Rosenzweig’s book “What Did the Prophets Say?”—which came out just after Passover 2015 — is the first of its kind to tackle the lessons gleaned from all 48 Jewish biblical prophets and seven prophetesses. What makes the books even more unique is that they are based on three years of classes taught to adult businesspeople, intellectuals and professionals at the Bais Chaim Dovid Orthodox synagogue in Lincolnwood, a suburb of Chicago. Many of the participants had limited backgrounds, which barred them from accessing the prophets’ lessons earlier in their lives. In the books, readers become virtual members of the class, as it is written with the students’ questions, challenges, and insights at the center.

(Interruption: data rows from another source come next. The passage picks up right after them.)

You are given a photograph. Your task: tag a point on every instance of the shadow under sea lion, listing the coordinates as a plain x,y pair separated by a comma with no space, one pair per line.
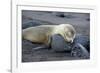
79,47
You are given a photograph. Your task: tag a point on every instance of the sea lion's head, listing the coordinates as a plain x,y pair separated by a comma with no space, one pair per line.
67,31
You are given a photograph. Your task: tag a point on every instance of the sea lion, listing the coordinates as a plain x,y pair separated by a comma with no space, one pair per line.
43,33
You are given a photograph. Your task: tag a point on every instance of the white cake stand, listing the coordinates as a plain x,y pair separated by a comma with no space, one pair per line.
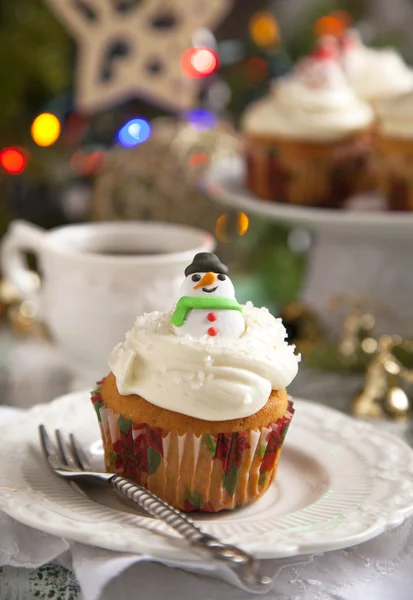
362,250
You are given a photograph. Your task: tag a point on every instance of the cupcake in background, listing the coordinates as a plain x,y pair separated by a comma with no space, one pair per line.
308,141
195,407
375,74
394,151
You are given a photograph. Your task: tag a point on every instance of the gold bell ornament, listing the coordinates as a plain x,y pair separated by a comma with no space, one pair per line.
382,395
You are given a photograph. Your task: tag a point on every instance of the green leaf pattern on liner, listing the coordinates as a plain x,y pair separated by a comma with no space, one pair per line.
154,460
261,449
262,478
124,424
210,442
230,479
97,406
112,456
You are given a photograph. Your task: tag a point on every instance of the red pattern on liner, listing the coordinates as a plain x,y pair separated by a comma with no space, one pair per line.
139,452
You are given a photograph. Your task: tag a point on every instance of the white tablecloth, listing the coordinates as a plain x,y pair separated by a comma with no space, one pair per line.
379,569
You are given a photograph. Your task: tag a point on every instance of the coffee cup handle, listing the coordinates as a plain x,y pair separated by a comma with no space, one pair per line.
21,237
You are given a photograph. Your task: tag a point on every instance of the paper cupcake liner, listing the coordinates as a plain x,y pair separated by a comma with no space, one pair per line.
309,174
394,160
205,473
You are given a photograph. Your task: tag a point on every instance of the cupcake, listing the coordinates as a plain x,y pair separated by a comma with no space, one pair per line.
195,407
375,74
308,142
394,151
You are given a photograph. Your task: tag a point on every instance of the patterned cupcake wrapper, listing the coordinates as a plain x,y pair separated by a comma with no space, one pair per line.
394,174
325,179
206,472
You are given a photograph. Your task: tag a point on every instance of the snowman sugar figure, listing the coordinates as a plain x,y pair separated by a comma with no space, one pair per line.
207,306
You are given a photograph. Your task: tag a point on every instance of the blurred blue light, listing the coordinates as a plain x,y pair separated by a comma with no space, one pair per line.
201,119
135,131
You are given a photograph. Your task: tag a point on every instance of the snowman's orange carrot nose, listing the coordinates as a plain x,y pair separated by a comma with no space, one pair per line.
207,279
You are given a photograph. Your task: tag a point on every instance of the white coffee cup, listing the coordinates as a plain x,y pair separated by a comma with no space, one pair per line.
97,278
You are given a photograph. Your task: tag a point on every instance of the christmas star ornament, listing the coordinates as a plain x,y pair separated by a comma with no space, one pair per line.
134,49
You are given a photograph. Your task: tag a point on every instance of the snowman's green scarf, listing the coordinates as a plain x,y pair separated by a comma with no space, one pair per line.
187,303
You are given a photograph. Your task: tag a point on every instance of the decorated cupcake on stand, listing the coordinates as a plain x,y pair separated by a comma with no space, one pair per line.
375,74
394,151
308,142
195,407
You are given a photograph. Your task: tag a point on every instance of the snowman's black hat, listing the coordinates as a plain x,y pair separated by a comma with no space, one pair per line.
204,262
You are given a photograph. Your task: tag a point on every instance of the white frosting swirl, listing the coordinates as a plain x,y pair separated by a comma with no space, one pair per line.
376,74
214,379
313,103
396,117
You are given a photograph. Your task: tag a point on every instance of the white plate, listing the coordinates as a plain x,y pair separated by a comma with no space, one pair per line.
340,482
225,183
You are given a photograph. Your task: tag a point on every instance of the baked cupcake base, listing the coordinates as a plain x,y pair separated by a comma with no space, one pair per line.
190,463
307,173
394,161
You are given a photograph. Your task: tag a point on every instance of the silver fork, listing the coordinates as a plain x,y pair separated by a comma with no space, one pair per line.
67,460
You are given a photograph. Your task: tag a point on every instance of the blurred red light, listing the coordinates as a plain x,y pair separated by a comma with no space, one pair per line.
199,62
12,160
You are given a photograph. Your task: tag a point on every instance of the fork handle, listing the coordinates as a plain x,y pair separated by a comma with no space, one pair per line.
235,557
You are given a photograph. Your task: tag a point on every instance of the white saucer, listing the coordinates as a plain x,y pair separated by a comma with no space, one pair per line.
364,215
340,483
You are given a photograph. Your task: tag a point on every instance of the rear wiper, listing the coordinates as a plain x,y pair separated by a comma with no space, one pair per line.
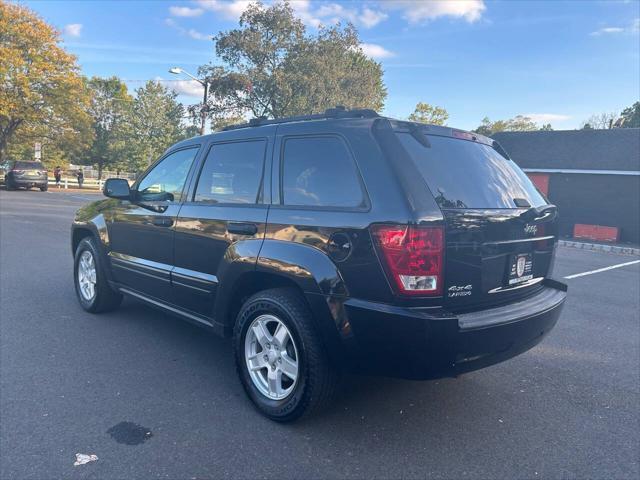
539,213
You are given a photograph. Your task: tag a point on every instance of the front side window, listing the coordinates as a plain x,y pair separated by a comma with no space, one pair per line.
232,173
320,172
166,180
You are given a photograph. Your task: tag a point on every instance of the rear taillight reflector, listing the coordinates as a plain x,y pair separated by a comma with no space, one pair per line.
413,256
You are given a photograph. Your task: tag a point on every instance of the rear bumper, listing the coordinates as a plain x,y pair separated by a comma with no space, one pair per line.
432,343
28,182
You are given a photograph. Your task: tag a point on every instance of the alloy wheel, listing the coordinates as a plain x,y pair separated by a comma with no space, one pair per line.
271,357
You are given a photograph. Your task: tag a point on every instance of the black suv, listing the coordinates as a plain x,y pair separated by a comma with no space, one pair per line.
25,175
331,242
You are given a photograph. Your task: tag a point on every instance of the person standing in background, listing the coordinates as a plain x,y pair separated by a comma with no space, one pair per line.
57,173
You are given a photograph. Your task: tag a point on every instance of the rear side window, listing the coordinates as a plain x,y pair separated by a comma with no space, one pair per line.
465,174
320,172
232,173
28,166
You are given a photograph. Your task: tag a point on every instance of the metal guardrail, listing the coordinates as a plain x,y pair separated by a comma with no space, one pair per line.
89,183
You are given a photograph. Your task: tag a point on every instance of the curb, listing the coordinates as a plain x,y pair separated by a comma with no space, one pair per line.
598,247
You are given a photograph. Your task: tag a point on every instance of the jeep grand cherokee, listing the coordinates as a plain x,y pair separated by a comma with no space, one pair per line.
334,242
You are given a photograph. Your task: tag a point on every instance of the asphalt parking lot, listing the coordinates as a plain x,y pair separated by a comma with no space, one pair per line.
569,408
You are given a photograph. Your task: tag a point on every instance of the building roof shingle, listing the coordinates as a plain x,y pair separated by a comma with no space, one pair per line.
615,149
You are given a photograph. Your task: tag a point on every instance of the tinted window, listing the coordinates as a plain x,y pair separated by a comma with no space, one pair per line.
168,176
465,174
232,173
29,166
320,171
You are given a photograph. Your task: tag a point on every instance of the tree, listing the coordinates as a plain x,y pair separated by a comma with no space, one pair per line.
601,121
154,124
42,95
274,69
631,116
517,124
425,113
110,107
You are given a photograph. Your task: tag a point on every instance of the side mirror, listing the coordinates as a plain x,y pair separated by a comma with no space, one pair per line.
117,188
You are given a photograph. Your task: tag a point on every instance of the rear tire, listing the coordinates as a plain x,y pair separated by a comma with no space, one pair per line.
316,379
92,288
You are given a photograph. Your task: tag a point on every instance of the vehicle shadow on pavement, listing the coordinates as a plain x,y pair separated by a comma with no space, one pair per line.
359,397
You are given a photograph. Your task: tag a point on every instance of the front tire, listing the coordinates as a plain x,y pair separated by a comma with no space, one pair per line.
280,358
92,288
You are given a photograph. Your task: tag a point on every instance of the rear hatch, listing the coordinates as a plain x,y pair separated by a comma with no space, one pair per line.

Rosenzweig, the child of Holocaust survivors and a new Israeli immigrant, uses the texts to springboard into a better understanding of the modern Jewish world. While he tells JNS.org that he was careful not to psychoanalyze the prophets, which seems logical given his background, “being someone who is very involved in people’s emotional lives and struggles, it was important to me to see how that perspective would help us understand what people were like during the time of the nevi’im (prophets). What did people like Shmuel (Samuel) encounter in the society in which he was living?”

In his book, Rosenzweig notes that there were very few people in Tanakh (Torah, Prophets, and Writings) who spoke to God on such an intimate and soulful level as King David. But then he also talks to the drama of the relationship between King David and Bathsheba.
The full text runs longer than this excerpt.